In an attempt to reduce production costs, Bricklin attempted to bond fiberglass to acrylic plastic–something the plastics industry had not perfected at the time–resulting in a high failure rate and high production costs (more often than not, the panels cracked while still in their molds). The result was a sports car of indifferent quality and disappointing performance that some dealers refused to sell. It soon became obvious that Bricklins claims of a "high performance safety car" were nonsense. Also contributing to the company’s decline was Bricklin’s tendency to assign inexperienced family members to executive positions on his Board. It is believed that fewer than 1,000 Bricklin cars still exist.

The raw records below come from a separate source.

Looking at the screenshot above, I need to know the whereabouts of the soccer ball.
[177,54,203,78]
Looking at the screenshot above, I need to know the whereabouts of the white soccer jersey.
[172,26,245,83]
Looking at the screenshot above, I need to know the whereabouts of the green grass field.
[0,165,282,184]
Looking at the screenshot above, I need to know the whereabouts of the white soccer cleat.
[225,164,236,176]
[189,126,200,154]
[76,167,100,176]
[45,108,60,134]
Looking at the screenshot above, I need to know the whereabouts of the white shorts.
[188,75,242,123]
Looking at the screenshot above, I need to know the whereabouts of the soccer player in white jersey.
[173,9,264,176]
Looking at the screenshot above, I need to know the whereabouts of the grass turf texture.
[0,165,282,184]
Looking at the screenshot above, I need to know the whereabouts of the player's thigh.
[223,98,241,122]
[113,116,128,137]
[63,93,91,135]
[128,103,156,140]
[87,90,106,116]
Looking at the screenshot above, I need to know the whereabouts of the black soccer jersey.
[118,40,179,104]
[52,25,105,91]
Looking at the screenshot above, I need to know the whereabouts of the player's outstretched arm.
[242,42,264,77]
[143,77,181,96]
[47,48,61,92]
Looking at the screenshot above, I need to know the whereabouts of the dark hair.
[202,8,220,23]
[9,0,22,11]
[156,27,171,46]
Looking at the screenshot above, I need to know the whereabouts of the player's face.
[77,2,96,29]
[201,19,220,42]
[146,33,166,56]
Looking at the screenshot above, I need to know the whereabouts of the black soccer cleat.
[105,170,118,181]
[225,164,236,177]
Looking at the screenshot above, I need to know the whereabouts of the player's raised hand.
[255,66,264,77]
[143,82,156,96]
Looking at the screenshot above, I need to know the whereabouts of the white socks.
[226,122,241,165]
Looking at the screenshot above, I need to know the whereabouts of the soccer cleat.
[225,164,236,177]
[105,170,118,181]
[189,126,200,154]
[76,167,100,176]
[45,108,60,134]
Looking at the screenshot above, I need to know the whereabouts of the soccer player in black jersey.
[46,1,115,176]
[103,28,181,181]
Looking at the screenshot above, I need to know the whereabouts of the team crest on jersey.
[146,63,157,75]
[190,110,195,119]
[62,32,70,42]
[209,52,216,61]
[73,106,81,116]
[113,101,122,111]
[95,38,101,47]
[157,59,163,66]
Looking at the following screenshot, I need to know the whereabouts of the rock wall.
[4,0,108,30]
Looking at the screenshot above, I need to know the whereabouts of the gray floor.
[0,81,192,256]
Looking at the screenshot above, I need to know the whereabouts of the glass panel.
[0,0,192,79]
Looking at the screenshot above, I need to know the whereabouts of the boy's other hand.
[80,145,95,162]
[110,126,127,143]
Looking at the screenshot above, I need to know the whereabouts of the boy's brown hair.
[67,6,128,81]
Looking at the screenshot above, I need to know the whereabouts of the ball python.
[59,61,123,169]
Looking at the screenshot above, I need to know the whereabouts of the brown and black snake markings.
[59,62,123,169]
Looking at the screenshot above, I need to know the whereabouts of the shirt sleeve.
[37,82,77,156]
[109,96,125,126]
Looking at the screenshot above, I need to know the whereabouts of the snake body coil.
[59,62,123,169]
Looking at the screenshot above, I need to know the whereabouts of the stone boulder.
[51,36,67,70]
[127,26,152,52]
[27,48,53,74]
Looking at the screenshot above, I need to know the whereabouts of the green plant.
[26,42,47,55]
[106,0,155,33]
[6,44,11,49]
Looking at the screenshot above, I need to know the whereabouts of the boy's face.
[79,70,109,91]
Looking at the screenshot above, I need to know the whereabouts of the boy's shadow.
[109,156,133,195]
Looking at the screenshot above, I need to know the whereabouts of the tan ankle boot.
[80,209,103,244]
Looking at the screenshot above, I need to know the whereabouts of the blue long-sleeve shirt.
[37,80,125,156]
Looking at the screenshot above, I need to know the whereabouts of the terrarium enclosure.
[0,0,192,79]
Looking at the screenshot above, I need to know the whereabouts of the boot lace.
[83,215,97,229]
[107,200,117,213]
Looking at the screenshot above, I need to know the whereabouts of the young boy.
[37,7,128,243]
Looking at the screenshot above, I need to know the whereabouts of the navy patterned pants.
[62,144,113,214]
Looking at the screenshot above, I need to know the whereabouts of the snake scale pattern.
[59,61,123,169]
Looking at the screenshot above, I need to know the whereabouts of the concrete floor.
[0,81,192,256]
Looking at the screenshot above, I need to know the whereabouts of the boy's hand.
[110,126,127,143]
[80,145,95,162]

The model name (SV-1), stood for "safety vehicle one". The original idea for the Bricklin SV-1 was a safe and economical sports car; however, due to the safety consideration of making the car heavier, it became more expensive. The Bricklin was designed for safety with an integrated roll cage, 5 mph bumpers, and side beams. The body was fibreglass with bonded acrylic in five "safety" colours: white, red, green, orange and suntan. The cars had no cigarette lighter or ashtray. Non-smoker Malcolm Bricklin believed it was unsafe to smoke and drive. The Bricklin is the only production vehicle in automotive history with factory powered gull-wing doors that opened and closed at the touch of a button (when they worked), unlike the later DeLorean DMC-12, which featured manual operation of its gull-wing doors. The power operation of the Bricklin’s doors, however, was plagued with electrical problems. They also leaked, which caused problems for dealers who got little factory support in correcting these problems.

Power came from a 360 cu in (5,899 cc) AMC 360 V8 for 1974. Later cars used a 351 cu in (5,752 cc) Ford Windsor V8. A high-performance V8 was chosen so that in case of an impending accident, the power of the V8 was enough for the owner to pull away from the potential accident. The weight of the car, however, made this implausable. The front suspension used A-arms and coil springs, while the rear used leaf springs on a live axle. 772 model year 1974 cars were produced, 137 of which had four-speed manual transmissions. All 1975 and 1976 cars had automatic transmissions.

After the Brickin manufacturer’s receivership, George Byers and Sol Shank of Consolidated Motors, an automotive liquidator from Columbus, Ohio, purchased the majority of the parts and remaining cars left on the line. These cars surfaced later, completely assembled from left-over parts, and were sold as 1976 models.

Under the direction of New Brunswick Premier Richard Hatfield, the provincial government provided financing of $4.5 million for Bricklin’s car. The money had been advanced on the assumption that Bricklin needed it to begin the production of cars. In truth, it had paid for the engineering and development of Bricklin’s car as well as many of the costs, including salaries of keeping Bricklin’s U.S. companies in operation.

During production, the Bricklin manufacturer was constantly in debt, and had relied on provincial government support to keep the company running. One reason is the vehicle was estimated to cost $16,000 to build, but sold for $5000 each to the Dealers, so the company lost the equivalent of sales of more than two Bricklins for every car built. To further complicate problems, Richard Hatfield was discovered to have secretly funded the failing company to win reelection. After the funding scandal, the government turned down a request for an additional $10 million to keep the company running. The factory shut down, and was put into receivership on September 25, 1975.